Re: [RFC PATCH 0/5] mm: Select victim memcg using BPF_OOM_POLICY

From: Roman Gushchin
Date: Fri Jul 28 2023 - 00:30:13 EST


On Thu, Jul 27, 2023 at 10:15:16AM +0200, Michal Hocko wrote:
> On Thu 27-07-23 15:36:27, Chuyi Zhou wrote:
> > This patchset tries to add a new bpf prog type and use it to select
> > a victim memcg when global OOM is invoked. The mainly motivation is
> > the need to customizable OOM victim selection functionality so that
> > we can protect more important app from OOM killer.
>
> This is rather modest to give an idea how the whole thing is supposed to
> work.
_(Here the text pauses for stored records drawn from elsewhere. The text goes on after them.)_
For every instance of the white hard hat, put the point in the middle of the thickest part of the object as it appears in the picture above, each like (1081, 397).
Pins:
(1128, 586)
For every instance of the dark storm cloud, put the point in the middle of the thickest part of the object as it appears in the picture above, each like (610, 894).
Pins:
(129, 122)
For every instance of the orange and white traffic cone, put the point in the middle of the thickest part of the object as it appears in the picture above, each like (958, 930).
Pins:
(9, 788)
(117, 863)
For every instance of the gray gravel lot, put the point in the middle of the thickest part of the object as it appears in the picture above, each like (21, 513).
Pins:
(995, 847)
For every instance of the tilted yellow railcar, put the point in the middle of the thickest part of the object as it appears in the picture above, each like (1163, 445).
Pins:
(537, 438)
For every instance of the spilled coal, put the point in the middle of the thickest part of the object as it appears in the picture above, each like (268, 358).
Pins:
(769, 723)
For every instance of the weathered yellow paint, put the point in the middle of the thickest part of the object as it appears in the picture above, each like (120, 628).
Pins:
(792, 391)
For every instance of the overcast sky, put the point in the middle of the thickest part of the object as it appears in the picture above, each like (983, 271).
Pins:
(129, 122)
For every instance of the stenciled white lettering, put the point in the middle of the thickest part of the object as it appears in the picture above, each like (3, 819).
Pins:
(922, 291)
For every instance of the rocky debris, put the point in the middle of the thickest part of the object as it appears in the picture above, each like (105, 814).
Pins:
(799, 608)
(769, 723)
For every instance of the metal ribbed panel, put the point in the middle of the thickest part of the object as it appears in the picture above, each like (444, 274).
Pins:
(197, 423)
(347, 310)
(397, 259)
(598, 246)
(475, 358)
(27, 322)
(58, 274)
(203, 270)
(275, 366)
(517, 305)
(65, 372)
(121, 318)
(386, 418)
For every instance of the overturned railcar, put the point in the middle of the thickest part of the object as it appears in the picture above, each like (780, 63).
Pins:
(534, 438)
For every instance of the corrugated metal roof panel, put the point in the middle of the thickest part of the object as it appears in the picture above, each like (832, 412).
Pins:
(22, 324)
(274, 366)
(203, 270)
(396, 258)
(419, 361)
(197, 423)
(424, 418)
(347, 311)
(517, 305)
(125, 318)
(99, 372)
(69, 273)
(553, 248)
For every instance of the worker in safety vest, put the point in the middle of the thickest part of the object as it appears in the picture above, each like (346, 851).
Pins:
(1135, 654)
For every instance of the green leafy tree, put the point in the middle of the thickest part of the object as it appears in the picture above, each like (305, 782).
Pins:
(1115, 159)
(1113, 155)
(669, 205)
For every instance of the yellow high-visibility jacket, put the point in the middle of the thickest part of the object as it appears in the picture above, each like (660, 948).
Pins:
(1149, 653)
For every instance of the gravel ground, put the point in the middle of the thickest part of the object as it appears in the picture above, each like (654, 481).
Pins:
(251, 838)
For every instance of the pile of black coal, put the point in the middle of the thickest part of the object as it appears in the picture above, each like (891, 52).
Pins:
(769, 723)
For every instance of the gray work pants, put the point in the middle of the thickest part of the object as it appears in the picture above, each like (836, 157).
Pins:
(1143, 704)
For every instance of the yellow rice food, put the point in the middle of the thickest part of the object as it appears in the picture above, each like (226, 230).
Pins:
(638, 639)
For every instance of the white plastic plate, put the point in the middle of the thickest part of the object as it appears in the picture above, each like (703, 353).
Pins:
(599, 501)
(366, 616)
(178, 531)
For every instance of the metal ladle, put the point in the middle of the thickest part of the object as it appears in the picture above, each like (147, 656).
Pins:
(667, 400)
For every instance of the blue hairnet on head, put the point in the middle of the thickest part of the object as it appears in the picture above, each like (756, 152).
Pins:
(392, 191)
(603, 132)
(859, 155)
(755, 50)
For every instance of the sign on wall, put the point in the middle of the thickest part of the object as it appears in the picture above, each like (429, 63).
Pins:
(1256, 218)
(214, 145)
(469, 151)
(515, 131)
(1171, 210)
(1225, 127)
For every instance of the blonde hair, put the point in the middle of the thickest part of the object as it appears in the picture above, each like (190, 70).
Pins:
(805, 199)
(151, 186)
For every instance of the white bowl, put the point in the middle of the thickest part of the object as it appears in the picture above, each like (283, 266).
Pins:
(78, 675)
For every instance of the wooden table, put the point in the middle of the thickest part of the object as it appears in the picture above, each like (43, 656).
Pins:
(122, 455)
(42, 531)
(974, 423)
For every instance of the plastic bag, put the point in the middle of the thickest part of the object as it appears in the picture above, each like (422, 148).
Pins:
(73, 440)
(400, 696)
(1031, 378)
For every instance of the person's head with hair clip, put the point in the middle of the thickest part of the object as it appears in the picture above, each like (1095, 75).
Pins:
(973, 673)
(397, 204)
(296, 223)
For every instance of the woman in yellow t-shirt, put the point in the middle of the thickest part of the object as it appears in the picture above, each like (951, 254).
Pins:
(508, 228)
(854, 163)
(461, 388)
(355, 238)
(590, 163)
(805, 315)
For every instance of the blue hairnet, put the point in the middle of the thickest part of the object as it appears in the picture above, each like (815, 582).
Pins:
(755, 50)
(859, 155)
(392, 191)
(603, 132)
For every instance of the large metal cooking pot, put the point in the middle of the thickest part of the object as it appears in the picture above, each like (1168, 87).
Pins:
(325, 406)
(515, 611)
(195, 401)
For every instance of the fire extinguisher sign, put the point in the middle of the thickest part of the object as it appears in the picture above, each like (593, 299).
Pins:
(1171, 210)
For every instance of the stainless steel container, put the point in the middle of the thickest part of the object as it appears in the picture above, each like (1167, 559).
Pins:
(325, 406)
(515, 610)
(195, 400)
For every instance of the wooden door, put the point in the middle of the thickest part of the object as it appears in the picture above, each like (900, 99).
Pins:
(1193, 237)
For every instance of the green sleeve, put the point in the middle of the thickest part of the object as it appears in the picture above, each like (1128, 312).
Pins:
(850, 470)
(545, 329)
I have looked through patches very quickly but there is no overall
> design described anywhere either.
>
> Please could you give us a high level design description and reasoning
> why certain decisions have been made? e.g. why is this limited to the
> global oom sitation, why is the BPF program forced to operate on memcgs
> as entities etc...
> Also it would be very helpful to call out limitations of the BPF
> program, if there are any.

One thing I realized recently: we don't have to make a victim selection
during the OOM, we [almost always] can do it in advance.

Kernel OOM's must guarantee the forward progress under heavy memory pressure
and it creates a lot of limitations on what can and what can't be done in
these circumstances.

But in practice most policies except maybe those which aim to catch very fast
memory spikes rely on things which are fairly static: a logical importance of
several workloads in comparison to some other workloads, "age", memory footprint
etc.

So I wonder if the right path is to create a kernel interface which allows
to define a OOM victim (maybe several victims, also depending on if it's
a global or a memcg oom) and update it periodically from an userspace.
In fact, the second part is already implemented by tools like oomd, systemd-oomd etc.
Someone might say that the first part is also implemented by the oom_score
interface, but I don't think it's an example of a convenient interface.
It's also not a memcg-level interface.

Just some thoughts.

Thanks!